Hadoop2.7.5 + HBase1.4.0 fully distributed cluster Construction

Source: Internet
Author: User

Hadoop2.7.5 + HBase1.4.0 fully distributed cluster Construction

1. recommended books for beginners before introducing completely distributed systems:
For more information about Hbase principles, see PDF.

2. You should have a simple understanding of their concepts before installing completely distributed systems:
1. Hadoop is good at storing arbitrary, semi-structured, and even structured data. It is almost a supplement to all databases.
2. Hbase is a hadoop database, and hbase is not a columnar storage database. It uses the column storage format on the disk.
3. The column-store database is an aggregate database in the unit of "column" and then stored in disks sequentially.
4. Differences between RDBMS and column-store databases:
Rdbms is suitable for data with limited and regular rules (paradigm, COD 12 Law), and is suitable for real-time data access scenarios.
Hbase is suitable for key-value-to-location data access or orderly data access.
5. the most basic unit of hbase database is "column"
6. One or more columns form a row and are stored by a unique "Row key" (the row key is equivalent to the same primary key index in rdbms)
7. A table can have several rows, and each column may have multiple versions. Each cell stores different values.
8. Several columns constitute a "column family"
9. All columns in a column family are stored in the same underlying storage file. This storage file is called Hfile.
10. The "column family" must be defined during table creation, and the number of columns should not be too large or the modification should not be too frequent. Generally, only 1 ~ is recommended ~ 2, preferably only one
11. opposite to the column family, there is no limit on the number of columns, and there is no limit on the column value type and length.
12. The values of each column and cell have timestamps. By default, they are specified by the system or by the user.
13. Data in a cell is sorted in descending order by default, and the latest data is read only during access.
14. hbase data storage mode:
Test <rowkey, list <tests <column, list <value, timestamp >>>
Test indicates a table. rowkey is the row key and contains a column family list (the first list). The column family contains the tests storage column and corresponding values, these values are stored in the last list type and should have a timestamp
15. Hbase is a distributed, persistent, and highly consistent storage system.
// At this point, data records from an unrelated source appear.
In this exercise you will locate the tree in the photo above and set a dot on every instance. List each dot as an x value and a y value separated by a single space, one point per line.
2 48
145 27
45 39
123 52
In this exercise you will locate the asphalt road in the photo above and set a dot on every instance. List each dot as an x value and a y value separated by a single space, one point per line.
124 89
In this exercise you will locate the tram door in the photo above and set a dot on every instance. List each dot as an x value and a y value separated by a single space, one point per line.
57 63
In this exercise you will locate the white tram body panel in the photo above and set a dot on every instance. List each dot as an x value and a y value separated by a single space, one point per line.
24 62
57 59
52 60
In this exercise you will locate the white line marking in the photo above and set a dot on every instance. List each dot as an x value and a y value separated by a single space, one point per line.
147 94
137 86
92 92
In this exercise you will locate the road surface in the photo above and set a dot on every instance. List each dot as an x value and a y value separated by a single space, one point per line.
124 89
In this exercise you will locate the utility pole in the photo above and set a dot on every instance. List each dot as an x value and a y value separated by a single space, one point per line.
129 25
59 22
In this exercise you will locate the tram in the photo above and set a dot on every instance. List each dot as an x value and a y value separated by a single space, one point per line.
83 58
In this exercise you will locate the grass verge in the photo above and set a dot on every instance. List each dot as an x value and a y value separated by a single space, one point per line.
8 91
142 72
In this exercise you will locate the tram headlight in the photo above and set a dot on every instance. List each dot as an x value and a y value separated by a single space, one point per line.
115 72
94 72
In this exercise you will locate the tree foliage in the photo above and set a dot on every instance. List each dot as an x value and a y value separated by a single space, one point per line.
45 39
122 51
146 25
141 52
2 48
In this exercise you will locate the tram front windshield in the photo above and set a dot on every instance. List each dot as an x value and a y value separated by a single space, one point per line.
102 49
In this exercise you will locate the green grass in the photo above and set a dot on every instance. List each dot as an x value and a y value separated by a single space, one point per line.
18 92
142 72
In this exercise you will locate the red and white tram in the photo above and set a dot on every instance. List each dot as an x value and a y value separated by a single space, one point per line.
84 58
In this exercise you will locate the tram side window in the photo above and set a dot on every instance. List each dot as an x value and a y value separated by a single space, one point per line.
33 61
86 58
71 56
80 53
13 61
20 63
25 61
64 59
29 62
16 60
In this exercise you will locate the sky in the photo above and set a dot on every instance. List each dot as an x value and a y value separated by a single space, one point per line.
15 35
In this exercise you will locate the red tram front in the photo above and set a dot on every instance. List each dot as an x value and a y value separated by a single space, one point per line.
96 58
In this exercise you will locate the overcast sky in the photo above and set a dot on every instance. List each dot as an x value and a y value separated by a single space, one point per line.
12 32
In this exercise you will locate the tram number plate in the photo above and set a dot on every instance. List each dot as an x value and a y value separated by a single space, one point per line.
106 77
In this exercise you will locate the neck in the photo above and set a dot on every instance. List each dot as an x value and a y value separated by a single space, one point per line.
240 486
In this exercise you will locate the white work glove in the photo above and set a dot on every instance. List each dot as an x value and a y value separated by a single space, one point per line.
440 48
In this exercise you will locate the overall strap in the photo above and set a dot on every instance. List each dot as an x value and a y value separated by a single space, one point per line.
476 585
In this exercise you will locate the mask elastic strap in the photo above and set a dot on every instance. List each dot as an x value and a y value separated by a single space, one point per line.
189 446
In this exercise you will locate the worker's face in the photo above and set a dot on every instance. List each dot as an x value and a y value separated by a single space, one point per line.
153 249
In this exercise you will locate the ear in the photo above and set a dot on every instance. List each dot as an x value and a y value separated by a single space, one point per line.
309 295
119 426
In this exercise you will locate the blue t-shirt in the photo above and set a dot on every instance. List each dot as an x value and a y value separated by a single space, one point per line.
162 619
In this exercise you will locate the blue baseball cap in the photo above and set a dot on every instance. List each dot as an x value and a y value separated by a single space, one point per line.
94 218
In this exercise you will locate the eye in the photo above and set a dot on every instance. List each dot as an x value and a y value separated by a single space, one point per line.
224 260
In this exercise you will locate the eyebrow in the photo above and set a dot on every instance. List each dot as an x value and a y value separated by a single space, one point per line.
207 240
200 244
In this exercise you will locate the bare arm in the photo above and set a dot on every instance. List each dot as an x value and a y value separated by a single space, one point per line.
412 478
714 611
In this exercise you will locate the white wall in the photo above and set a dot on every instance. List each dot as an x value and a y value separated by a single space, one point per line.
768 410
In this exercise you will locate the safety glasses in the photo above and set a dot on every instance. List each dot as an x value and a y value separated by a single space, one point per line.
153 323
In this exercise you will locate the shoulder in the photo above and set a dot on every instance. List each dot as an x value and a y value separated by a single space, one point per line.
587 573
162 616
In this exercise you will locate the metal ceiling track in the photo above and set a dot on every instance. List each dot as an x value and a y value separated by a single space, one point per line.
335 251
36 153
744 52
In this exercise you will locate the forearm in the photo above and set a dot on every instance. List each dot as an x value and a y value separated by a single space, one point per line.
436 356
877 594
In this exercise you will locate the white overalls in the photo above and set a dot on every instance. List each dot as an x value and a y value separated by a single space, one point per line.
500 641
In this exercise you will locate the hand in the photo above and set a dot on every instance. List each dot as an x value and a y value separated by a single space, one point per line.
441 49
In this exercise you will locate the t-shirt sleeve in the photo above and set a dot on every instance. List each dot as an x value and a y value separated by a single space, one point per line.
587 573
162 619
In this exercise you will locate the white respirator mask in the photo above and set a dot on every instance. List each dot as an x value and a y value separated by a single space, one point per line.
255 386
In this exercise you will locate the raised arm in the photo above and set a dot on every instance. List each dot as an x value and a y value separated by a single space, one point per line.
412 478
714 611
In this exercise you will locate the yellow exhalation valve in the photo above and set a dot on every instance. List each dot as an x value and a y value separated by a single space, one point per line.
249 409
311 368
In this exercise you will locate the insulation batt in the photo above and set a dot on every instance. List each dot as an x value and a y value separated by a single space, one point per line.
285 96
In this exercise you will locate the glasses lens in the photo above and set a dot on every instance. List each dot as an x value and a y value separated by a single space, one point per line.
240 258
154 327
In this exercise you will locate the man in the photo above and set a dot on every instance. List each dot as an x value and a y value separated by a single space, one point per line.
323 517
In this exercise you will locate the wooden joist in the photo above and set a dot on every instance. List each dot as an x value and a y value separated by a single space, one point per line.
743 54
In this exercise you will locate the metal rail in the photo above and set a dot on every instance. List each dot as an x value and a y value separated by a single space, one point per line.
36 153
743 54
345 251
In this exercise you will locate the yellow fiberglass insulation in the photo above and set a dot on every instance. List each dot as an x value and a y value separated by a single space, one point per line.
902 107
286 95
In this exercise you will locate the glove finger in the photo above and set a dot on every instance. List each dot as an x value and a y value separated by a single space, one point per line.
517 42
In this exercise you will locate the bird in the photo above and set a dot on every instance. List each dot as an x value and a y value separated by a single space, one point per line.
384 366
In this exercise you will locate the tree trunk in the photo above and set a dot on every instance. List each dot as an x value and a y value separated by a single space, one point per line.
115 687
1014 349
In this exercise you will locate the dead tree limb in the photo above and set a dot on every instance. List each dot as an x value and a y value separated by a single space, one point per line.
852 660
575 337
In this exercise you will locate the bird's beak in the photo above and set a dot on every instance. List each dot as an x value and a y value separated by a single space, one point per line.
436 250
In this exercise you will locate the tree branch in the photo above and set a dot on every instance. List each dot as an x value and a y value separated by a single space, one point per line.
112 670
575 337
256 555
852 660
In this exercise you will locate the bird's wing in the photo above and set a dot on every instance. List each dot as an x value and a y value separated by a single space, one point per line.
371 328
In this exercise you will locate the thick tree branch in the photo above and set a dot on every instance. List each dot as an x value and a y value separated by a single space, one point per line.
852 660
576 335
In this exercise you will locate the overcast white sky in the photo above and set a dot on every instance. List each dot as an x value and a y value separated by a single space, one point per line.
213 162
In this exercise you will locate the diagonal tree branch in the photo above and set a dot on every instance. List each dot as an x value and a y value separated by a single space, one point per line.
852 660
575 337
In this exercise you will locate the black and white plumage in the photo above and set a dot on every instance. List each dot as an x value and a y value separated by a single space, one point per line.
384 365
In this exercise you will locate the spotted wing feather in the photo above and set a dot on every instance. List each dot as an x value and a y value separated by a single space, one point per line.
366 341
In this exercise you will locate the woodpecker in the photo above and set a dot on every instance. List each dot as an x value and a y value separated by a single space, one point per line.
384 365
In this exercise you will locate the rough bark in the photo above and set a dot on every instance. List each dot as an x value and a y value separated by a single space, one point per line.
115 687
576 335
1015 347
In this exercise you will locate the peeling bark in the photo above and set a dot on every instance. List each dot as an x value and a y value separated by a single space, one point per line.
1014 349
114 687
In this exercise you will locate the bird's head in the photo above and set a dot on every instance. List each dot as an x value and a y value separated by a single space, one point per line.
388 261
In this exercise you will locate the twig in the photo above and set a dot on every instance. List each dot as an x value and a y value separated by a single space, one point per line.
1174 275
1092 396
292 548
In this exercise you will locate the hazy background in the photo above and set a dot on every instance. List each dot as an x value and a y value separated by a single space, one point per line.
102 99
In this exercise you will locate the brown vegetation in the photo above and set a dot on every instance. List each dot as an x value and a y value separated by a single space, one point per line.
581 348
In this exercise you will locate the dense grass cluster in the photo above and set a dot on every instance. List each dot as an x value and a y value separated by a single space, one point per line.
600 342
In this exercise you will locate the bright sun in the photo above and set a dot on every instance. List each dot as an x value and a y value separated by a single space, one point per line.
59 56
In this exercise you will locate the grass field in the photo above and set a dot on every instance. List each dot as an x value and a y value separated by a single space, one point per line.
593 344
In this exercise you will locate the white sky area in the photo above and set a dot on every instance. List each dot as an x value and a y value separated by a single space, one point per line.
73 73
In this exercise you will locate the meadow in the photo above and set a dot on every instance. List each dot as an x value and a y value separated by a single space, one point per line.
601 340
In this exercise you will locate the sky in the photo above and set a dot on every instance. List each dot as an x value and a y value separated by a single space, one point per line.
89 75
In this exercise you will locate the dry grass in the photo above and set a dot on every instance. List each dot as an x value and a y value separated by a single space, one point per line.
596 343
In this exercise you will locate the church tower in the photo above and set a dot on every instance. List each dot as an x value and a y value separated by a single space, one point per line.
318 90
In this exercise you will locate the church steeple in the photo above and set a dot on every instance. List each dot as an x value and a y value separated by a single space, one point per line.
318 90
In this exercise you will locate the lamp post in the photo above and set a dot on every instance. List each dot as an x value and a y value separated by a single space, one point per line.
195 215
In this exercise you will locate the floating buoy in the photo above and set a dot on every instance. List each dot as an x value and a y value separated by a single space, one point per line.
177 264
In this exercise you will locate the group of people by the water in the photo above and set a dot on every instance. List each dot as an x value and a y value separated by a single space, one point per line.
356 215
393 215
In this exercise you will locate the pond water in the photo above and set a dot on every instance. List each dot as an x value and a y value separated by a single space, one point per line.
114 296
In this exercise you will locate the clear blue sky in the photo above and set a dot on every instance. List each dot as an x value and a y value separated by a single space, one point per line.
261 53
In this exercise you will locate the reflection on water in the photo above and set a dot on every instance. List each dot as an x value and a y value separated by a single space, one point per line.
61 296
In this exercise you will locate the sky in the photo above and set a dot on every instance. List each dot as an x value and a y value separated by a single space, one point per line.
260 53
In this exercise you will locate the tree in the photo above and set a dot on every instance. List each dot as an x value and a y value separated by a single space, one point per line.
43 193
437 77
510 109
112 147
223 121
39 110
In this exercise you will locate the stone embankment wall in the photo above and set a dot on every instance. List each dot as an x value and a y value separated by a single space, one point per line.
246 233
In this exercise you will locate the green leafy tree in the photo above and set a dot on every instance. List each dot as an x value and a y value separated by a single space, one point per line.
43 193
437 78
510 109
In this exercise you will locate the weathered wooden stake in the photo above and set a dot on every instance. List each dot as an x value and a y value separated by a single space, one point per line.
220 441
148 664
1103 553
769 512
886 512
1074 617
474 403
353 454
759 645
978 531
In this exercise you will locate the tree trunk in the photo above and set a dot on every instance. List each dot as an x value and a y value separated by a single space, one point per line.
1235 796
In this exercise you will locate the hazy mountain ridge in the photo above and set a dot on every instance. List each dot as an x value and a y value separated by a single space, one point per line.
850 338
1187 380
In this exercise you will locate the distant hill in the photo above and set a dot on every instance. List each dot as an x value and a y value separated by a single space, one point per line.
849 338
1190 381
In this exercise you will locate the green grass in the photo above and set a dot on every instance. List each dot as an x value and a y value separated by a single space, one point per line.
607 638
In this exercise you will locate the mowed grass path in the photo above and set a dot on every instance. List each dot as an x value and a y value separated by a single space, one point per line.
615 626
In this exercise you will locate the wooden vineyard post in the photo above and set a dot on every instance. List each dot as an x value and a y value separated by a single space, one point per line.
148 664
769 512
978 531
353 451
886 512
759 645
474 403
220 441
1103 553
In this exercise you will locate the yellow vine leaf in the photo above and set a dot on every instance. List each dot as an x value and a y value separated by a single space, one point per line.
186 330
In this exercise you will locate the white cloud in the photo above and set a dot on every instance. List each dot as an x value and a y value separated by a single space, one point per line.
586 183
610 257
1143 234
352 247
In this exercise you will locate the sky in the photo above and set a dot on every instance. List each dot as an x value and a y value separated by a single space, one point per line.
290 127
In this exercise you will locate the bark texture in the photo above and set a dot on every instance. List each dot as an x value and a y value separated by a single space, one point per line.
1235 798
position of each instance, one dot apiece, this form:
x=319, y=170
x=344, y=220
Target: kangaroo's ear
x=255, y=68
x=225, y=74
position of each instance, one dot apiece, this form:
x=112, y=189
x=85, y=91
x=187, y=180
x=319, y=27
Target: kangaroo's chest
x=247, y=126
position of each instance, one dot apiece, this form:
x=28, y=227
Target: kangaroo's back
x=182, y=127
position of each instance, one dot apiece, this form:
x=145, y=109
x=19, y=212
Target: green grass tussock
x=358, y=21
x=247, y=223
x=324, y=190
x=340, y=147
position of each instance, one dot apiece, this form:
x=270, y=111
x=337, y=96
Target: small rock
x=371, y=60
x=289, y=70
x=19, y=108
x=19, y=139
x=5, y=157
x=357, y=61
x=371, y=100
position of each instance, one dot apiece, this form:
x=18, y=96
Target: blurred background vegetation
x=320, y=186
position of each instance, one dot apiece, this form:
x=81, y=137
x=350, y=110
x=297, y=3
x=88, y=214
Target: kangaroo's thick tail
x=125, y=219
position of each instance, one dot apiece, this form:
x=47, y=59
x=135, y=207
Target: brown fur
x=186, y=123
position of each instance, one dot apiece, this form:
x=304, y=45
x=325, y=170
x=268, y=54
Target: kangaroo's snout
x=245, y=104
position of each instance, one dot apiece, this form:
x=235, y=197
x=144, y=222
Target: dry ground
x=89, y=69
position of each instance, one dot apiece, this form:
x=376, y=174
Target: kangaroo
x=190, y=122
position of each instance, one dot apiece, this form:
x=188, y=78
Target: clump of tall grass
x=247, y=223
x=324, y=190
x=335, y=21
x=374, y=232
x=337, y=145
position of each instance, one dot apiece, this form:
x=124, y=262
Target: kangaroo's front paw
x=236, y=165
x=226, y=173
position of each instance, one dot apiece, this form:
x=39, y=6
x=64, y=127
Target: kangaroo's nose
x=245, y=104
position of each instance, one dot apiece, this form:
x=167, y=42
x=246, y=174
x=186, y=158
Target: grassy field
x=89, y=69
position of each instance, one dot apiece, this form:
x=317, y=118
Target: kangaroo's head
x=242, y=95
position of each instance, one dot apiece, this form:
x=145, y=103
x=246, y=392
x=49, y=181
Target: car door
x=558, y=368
Iii. Build an hbase distributed environment:
1. Not all Hbase running modes need to be distributed. If you only want to test them locally, you only need to install java.
2. fully distributed architecture:
(1) Environment
System: CentOS6.8
Hadoop version: 2.7.5
Zookeeper version: 3.4.11
Hbase version: 1.4.0
(2) download the hbase installation package:
: Http://apache.spinellicreations.com/hbase/
Hbase must correspond to the Hadoop version.

 

(3), the next good hbase installation package upload to the server and then extract to the appropriate directory, we use Hbase version is: hbase-1.4.0-bin.tar.gz
Hbase-1.2.1-bin.tar.gz-C/root/apps/tar-zxvf/
(4) decompress the package and you can see which files are contained in the project directory:
You can view the ll command or ls-lr:

(52.162.16a.description in the license documents and notice.txt.
B .other generated information is in readme.txt.
C.CHANGES.txt is the static snapshot page of the change log. It contains many changes in the current downloaded version.
D. Bin is a binary file. This directory contains all scripts provided by hbase. It can be started and stopped, run an independent daemon process, or start additional master nodes.
The e. Conf directory contains the file that defines hbase configuration.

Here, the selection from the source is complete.